Documentation forSolarWinds Observability SaaS

Root Cause Assist

The Root Cause Assist feature for SolarWinds Observability provides rich contextual information of health degradation events for supported entity types or entity groups. Use Root Cause Assist to significantly reduce the mean time to identify (MTTI) and mean time to resolution (MTTR) of health degradation in your monitored environments.

Root Cause Assist helps you stay ahead of the monitoring and managing of system critical events , anomalies, and alerts in your environment with SolarWinds Observability.
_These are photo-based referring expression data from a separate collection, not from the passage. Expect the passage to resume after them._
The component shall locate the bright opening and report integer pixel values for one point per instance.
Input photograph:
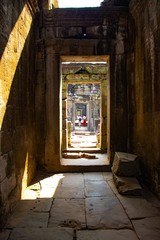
(79, 4)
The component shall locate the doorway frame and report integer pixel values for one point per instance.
(101, 58)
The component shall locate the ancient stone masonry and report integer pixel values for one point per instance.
(17, 134)
(83, 32)
(145, 88)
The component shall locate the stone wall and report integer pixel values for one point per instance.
(145, 89)
(17, 134)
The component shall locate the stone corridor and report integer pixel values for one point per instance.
(82, 206)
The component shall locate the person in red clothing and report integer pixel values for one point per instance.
(84, 121)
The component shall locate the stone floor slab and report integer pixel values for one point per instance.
(73, 180)
(107, 176)
(148, 228)
(42, 234)
(69, 192)
(68, 213)
(106, 234)
(138, 207)
(37, 205)
(27, 219)
(106, 213)
(97, 189)
(93, 176)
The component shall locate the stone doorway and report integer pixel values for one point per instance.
(85, 95)
(83, 116)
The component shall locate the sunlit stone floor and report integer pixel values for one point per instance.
(82, 206)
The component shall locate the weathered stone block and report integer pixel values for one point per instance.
(126, 165)
(3, 165)
(127, 185)
(7, 185)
How does Root Cause Assist work?

Root Cause Assist jumps into action when the healthscore of any monitored Kubernetes, database, or other entity type, or entity group, degrades within the last 24 hours. When a healthschore degradation is detected, Root Cause Assist collects all the correlated entity events including metrics, alerts, anomalies, and change events for all the source entities and related entities.

To see data that can help you investigate a specific degradation event, you can trigger an RCA. When you trigger an RCA, Root Cause Assist uses its correlation engine powered by SolarWinds AI to identify causal relationships between the collected events across all entities (source entities and related entities) and give you a detailed analysis with context and starting points for further investigation or resolution.
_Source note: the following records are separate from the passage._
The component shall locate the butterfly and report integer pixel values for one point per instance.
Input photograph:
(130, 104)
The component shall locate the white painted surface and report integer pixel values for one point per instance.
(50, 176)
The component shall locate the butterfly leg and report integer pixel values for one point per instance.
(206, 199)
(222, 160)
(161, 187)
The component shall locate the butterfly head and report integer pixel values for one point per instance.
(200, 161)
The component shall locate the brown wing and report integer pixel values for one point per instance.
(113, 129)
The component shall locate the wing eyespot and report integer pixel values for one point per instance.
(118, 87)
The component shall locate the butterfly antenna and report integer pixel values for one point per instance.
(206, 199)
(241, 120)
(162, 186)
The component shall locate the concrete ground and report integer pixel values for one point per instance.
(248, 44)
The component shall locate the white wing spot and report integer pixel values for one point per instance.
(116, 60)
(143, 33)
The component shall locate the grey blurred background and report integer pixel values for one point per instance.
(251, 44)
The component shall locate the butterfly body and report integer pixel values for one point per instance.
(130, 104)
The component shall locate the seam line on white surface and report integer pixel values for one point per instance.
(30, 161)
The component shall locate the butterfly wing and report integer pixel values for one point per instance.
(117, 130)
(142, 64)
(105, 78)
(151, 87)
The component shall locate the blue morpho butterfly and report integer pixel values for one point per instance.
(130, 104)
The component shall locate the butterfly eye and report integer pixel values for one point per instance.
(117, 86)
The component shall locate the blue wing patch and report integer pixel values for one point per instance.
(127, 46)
Root Cause Assist processes this data within minutes of a triggering event, helping you troubleshoot issues in real-time.
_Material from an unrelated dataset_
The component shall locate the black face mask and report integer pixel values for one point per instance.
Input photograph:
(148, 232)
Currently, Root Cause Assist is available at the entity groups level and entity level for supported entity types. Root Cause Assist will only work for groups with up to 50 entities.

Trigger Root Cause Assist

After a health degradation event is detected for a monitored entity type, or group of entities, you can trigger a Root Cause Assist (RCA).

  1. Open the Entity Group or Entity Explorer for the supported entity type that recorded a health degradation event.

    See Entity Explorer for more details.
  2. Click the Root Cause Assist tab.

  3. Click Trigger RCA.

  4. Click the desired health degradation event within the last 24 hour period that you want to analyze. Click Trigger RCA.

    A RCA Triggered Successfully prompt is displayed. Note that it can take up to one minute to see the details of the Root Cause Assist.

  5. Refresh the Root Cause Assist tab to display your report.

View the details of your Root Cause Assist report

The Root Cause Assist tab displays any available reports for your supported entity group or entity type. Click the desired report to view more details.

Root Cause Assist reports use the "five whys" approach that asks relevant questions based on the recorded correlating events and specific context from the entities involved in the healthscore degradation. This "five whys" approach helps you to recognize the causality of the event, and it can provide you with long term remediation strategies to increase the health of your monitored environment.

Event metrics

The top of the report displays event and entity related metrics. Click the event arrow to display the event details.

Metric Description
Event Timestamp The date and time the event occurred.
Entity type The type of entity.
Entity name The name of the entity.
Health Degradation The range of health score degradation caused by the event.
Event Details Correlating event details.
Event Type The event type such as alert, anomaly, DB event, Kubernetes event.
Event A clickable link to the recorded event in the Alerts Explorer.
Event Details Details of the event.

SolarWinds AI Five Why Summary

Below the metrics, SolarWinds AI poses questions using the "five whys" approach, and a suggestion for improving the health of your monitored entity or entity group. In the image below, we can see that SolarWinds AI identifies the health score degradation issue as caused by underlying infrastructure issues. SolarWinds AI suggests reviewing additional telemetry such as EC2 monitoring metrics, EBS Volume metrics and network traffic, as well as reviewing infrastructure and sizing limits to trace the transaction end-to-end and identify bottlenecks.

Probable correlated events

Root Cause Assist identifies events such as alerts, anomalies, database events, and Kubernetes events that occurred near the time when the Root Cause Assist was triggered. Root Cause Assist takes any event that occurred within two hours of the health degradation event and lists them in tabular format. This helps you to identify the series of events that led to the health score degradation.

Metric Correlated View

The Metric-Correlated View overlays where any correlated events (alerts, anomalies, database events, Kubernetes events) occurred on the chart highlighting the time-series metric data.